Les études présentées au congrès 2026 de Coédis et l'entretien accordé par son président José Pretot — dressent un état des lieux détaillé du marché de la distribution CVC. On y parle de prix, de logistique, de financement, de souveraineté industrielle. On n'y parle jamais de compétence. Pourtant, les chiffres publiés ne parlent que de cela.
Un aveu déguisé en attente de service
Le chiffre est présenté sobrement, au milieu d'autres : 84 % des installateurs jugent le conseil technique important chez leurs fournisseurs. Les études le classent parmi les attentes de service, aux côtés de la disponibilité des produits et de la rapidité de livraison.
Mais lu autrement, ce chiffre dit autre chose. Quand plus de huit entreprises sur dix ont besoin que leur distributeur les aide à choisir une solution technique et à préparer un chantier, la question n'est plus commerciale. Elle est celle du niveau de compétence disponible dans l'entreprise qui pose.
Un conseil au comptoir est utile. Il ne remplace pas un technicien capable de dimensionner, d'équilibrer, de régler et de diagnostiquer. Le premier est un service ; le second est un métier.
Le décalage numérique : 65 % contre 67 %
Second signal, plus net encore. 65 % des distributeurs déclarent utiliser ou tester des outils d'intelligence artificielle. 67 % des installateurs ne jugent pas ces outils très utiles.
Les études qualifient cela de paradoxe. C'est plutôt un écart de génération technique. D'un côté, une profession qui s'outille ; de l'autre, une profession qui ne perçoit pas encore l'intérêt de ces outils — probablement parce qu'elle n'y a pas été formée.

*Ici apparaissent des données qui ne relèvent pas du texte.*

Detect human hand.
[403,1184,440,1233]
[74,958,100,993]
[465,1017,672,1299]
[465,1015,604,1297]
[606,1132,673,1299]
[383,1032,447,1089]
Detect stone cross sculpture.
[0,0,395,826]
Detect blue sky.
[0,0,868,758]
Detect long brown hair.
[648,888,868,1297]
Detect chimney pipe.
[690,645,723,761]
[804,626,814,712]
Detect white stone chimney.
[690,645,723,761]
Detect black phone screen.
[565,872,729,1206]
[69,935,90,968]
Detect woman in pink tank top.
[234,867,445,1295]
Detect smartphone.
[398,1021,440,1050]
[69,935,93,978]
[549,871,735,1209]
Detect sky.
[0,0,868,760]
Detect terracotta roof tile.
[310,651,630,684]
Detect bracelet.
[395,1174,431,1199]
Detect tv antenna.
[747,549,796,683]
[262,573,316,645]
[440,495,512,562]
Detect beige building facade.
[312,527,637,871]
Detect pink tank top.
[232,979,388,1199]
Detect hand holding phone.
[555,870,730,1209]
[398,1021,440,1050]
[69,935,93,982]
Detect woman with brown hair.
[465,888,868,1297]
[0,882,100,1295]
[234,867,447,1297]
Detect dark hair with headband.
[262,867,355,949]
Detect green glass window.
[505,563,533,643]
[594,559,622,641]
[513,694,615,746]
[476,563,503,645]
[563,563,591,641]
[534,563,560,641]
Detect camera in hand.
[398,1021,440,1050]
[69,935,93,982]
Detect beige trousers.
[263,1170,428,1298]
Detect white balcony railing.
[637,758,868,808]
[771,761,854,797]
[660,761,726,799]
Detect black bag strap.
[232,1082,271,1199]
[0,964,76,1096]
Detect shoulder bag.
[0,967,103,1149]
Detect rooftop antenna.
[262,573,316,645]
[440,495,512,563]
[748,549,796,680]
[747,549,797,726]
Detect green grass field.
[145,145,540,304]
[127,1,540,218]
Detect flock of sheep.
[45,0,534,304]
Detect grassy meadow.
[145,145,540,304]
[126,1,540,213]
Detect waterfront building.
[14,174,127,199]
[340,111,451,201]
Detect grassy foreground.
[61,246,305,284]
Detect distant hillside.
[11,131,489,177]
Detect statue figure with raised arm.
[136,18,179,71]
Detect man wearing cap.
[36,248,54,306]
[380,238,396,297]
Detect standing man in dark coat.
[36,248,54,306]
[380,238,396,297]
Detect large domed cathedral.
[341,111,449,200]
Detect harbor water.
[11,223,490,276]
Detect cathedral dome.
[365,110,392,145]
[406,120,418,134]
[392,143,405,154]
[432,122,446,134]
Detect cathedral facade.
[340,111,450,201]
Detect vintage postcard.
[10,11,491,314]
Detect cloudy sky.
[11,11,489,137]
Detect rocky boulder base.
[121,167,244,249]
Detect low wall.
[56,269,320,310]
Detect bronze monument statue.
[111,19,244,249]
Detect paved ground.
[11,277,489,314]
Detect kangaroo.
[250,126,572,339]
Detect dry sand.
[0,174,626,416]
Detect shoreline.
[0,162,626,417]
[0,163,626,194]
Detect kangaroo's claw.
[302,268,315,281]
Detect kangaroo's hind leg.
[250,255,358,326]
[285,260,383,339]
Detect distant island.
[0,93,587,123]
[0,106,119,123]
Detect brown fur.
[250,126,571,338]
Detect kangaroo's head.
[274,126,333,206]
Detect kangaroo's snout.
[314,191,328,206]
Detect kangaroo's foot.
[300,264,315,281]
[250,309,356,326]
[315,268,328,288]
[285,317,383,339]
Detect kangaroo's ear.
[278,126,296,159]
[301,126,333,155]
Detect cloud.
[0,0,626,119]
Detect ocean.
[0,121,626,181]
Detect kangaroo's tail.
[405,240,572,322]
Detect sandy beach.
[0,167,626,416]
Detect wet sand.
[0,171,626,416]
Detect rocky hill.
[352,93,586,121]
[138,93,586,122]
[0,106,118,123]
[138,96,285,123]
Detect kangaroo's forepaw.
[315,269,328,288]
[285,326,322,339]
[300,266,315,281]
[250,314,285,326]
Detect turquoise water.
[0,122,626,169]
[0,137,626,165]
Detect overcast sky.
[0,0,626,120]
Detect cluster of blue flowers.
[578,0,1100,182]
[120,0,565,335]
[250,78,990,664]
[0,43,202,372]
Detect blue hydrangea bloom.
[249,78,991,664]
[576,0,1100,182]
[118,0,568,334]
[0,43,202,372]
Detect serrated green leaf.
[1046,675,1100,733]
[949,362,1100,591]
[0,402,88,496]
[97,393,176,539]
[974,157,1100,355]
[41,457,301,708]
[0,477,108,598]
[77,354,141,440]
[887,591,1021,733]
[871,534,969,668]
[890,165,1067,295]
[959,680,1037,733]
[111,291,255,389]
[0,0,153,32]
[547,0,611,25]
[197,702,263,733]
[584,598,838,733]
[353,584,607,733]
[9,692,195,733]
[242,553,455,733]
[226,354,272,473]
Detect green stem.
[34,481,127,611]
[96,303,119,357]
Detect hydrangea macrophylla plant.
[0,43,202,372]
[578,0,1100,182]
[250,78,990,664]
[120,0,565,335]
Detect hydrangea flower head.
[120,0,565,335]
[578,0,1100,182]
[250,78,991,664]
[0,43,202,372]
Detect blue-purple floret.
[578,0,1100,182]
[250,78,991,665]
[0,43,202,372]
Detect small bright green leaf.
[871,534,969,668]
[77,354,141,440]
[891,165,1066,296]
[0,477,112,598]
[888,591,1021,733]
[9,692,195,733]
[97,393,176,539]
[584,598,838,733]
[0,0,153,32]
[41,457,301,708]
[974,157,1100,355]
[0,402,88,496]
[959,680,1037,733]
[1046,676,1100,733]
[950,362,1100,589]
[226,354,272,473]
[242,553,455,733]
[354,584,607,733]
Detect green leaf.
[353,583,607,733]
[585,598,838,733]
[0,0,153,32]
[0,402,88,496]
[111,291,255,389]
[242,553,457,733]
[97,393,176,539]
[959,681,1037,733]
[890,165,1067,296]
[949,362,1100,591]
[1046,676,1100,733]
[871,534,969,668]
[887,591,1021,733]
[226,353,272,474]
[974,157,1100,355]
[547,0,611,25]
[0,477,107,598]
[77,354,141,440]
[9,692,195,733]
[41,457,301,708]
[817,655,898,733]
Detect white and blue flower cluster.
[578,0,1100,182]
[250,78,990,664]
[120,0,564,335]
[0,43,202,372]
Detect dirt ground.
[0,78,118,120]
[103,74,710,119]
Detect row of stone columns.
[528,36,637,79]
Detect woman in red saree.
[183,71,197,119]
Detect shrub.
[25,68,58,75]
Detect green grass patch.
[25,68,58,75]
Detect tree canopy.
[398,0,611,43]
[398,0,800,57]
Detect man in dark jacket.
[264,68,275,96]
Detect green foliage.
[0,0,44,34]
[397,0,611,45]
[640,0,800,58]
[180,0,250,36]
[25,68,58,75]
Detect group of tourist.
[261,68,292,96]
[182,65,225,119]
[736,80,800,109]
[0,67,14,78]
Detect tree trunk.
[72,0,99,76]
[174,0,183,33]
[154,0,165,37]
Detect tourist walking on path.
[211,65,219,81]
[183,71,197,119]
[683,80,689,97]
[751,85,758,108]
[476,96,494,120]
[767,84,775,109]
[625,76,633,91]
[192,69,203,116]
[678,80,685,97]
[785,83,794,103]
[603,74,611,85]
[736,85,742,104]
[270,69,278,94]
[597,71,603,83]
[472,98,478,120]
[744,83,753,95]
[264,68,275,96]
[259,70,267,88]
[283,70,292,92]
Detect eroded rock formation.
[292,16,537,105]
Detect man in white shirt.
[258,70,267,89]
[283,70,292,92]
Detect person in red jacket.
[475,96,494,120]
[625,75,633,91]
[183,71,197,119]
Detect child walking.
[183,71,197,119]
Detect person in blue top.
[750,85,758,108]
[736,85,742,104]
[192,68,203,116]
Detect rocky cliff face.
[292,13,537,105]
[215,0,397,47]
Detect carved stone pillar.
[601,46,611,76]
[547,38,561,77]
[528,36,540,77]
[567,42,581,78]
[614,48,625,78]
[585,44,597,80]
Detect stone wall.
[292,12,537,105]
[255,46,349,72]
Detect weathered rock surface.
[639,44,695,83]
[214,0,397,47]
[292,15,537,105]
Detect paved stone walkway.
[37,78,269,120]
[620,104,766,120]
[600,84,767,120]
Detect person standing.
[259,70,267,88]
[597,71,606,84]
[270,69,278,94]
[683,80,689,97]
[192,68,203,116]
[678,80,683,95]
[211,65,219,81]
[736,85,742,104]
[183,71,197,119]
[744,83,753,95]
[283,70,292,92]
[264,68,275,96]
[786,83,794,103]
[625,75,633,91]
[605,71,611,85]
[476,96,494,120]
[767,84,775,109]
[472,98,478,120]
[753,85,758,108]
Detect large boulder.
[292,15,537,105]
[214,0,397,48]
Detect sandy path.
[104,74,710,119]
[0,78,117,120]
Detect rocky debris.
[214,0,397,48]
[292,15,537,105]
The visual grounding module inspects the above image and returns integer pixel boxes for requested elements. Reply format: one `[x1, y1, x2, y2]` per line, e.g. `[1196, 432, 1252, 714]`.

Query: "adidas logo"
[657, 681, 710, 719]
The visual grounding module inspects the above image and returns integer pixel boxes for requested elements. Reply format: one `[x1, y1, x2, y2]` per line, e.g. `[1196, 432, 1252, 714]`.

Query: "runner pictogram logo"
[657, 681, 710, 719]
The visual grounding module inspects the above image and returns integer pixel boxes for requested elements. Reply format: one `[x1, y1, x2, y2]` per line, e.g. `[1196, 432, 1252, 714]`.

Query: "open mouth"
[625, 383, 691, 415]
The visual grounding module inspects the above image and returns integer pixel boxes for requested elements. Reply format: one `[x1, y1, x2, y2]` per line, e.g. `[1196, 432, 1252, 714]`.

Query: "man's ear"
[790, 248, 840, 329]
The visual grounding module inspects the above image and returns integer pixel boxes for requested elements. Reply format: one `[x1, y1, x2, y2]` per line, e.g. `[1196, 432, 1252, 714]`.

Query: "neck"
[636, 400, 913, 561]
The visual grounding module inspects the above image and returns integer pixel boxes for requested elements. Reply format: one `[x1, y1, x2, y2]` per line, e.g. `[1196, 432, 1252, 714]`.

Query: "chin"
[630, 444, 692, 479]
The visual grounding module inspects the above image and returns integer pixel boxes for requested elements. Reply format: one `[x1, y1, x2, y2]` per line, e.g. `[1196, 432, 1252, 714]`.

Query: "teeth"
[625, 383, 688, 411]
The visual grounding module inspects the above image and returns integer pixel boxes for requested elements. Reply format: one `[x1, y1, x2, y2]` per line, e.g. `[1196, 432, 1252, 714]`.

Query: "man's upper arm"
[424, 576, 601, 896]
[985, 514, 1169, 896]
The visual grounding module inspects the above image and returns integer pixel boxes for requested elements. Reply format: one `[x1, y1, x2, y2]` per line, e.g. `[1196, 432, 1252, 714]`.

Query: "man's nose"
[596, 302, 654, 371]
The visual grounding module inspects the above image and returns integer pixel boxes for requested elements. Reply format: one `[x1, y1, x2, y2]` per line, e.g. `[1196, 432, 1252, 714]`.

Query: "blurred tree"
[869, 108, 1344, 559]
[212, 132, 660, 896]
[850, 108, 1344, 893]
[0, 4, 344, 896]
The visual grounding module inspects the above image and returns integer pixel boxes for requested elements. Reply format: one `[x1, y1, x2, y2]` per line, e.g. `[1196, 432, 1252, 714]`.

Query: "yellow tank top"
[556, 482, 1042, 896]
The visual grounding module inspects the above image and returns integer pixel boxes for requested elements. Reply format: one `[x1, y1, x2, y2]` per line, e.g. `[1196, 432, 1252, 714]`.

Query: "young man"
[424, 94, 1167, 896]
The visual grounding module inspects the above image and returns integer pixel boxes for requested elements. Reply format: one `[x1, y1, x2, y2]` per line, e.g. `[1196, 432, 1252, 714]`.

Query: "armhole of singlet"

Ce décalage se joue au moment précis où la valeur d'une installation se déplace du matériel vers la régulation, la GTC et la GTB. Un équipement performant mal paramétré ne tient pas ses promesses. Et un professionnel qui ne maîtrise pas la chaîne numérique de son installation ne peut pas en garantir la performance.
Pendant ce temps, le marché est contourné
Les chiffres du congrès sont sans ambiguïté. La distribution professionnelle ne conserve plus que 50 % des circuits de vente, en recul de 5 points sur le seul génie climatique. Sur la pompe à chaleur, le chiffre d'affaires progresse de 36 % mais les distributeurs y perdent 7 points de parts de marché. Sur la ventilation, 18 % de croissance pour 8 points perdus.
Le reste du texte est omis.